UK gained momentum at end of 2016 on trade, consumer spending

Britain's GDP rose 0.7 per cent from the third quarter of 2016.
Britain's GDP rose 0.7 per cent from the third quarter of 2016. PHOTO: REUTERS

LONDON (BLOOMBERG) - The United Kingdom economy grew more than previously estimated in the final three months of 2016 but it may be the last hurrah.

Gross domestic product rose 0.7 per cent from the third quarter instead of 0.6 per cent, the Office for National Statistics said on Wednesday. Trade and consumer spending provided the biggest contributions as business investment fell.

The willingness of consumers to spend has kept the economy going since the Brexit vote but signs of strain are now appearing as accelerating inflation squeezes household incomes. Credit growth slowed sharply in December and retail sales grew at their slowest annual pace in more than three years in January, recent figures showed.

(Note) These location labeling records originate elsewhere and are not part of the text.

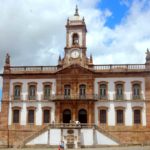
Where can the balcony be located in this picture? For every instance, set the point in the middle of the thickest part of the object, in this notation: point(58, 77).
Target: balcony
point(137, 97)
point(101, 97)
point(32, 97)
point(73, 97)
point(46, 97)
point(16, 97)
point(119, 97)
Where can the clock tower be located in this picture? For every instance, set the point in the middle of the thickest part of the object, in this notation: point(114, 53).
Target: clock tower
point(75, 49)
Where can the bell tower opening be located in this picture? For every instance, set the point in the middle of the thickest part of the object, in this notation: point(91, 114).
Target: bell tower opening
point(75, 39)
point(75, 49)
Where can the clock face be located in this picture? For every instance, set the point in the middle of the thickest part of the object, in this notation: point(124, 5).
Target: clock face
point(75, 54)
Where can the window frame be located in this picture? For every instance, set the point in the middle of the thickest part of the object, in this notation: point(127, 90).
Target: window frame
point(50, 85)
point(32, 84)
point(43, 109)
point(82, 89)
point(17, 84)
point(141, 119)
point(123, 110)
point(99, 115)
point(19, 109)
point(67, 89)
point(136, 97)
point(118, 97)
point(99, 94)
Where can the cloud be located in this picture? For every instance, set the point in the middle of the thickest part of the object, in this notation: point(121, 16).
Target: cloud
point(33, 31)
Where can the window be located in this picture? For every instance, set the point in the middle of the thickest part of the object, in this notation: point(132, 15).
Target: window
point(17, 92)
point(75, 39)
point(119, 91)
point(82, 91)
point(16, 116)
point(103, 89)
point(46, 116)
point(47, 91)
point(32, 92)
point(136, 91)
point(103, 116)
point(31, 116)
point(137, 116)
point(67, 90)
point(119, 116)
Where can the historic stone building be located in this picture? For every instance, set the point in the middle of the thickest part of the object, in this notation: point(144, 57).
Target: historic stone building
point(42, 104)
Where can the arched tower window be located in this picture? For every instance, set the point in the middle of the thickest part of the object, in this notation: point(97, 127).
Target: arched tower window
point(75, 39)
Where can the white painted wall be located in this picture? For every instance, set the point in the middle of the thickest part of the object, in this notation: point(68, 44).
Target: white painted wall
point(128, 86)
point(39, 86)
point(38, 105)
point(128, 105)
point(38, 111)
point(101, 139)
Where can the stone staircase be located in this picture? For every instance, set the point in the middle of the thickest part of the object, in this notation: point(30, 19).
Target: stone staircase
point(36, 134)
point(64, 126)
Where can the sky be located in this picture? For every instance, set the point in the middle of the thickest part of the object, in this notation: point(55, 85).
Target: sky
point(33, 31)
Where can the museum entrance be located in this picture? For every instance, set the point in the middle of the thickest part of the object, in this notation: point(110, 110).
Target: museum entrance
point(66, 116)
point(82, 116)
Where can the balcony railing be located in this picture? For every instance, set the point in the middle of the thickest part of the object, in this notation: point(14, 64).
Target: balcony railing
point(46, 97)
point(16, 97)
point(79, 97)
point(137, 97)
point(23, 69)
point(32, 97)
point(119, 97)
point(120, 67)
point(73, 97)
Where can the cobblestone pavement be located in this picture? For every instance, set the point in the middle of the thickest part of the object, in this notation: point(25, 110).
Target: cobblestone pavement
point(103, 148)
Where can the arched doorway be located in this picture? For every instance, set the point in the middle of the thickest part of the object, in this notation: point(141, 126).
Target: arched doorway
point(82, 116)
point(66, 116)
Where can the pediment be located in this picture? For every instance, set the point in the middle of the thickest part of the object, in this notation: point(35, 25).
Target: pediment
point(75, 69)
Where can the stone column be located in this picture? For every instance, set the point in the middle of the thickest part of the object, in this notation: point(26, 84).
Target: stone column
point(147, 100)
point(57, 112)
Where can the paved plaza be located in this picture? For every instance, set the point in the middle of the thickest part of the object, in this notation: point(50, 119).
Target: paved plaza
point(102, 148)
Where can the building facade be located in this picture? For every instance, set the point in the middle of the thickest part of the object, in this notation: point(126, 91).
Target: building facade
point(75, 100)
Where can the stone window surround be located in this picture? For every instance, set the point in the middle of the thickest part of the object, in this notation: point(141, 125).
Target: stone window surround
point(103, 108)
point(31, 108)
point(141, 119)
point(16, 108)
point(136, 82)
point(85, 87)
point(46, 108)
point(29, 84)
point(68, 88)
point(123, 84)
point(120, 108)
point(14, 84)
point(44, 84)
point(103, 82)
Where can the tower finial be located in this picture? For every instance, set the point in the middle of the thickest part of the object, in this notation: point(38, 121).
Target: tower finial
point(76, 11)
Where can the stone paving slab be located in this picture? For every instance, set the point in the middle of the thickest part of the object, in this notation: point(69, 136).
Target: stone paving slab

"Like a slow puncture, we suspect that the economy will gradually lose air as the year proceeds," Howard Archer, an economist at IHS Markit in London, said this week.

Household spending rose 0.7 per cent in the fourth quarter, down from 0.9 per cent in the previous three months. Exports rose 4.1 per cent and imports fell 0.4 per cent, meaning net trade added 1.3 percentage point to growth - the biggest contribution of any category. Business investment dropped 1 percent, as firms pared spending on information and communications technology and other equipment.

The upward revision to the fourth quarter was largely due to manufacturing. Services grew an unrevised 0.8 per cent. The sector expanded 0.2 per cent in December, similar to the pace of the previous two months.

GDP rose 2 per cent in the fourth quarter from a year earlier, revised from a previous estimate of 2.2 per cent.

A slowdown in consumer spending risks leaving the economy poorly supported. Government austerity is continuing and firms may decide to put off investment as Britain embarks on protracted divorce negotiations with the European Union in the coming weeks.

Growth is forecast to slow to about 1.4 per cent this year from 1.8 percent in 2016 and traders see a less than 20 per cent chance the Bank of England will raise its benchmark rate from a record-low 0.25 per cent by the end of the year.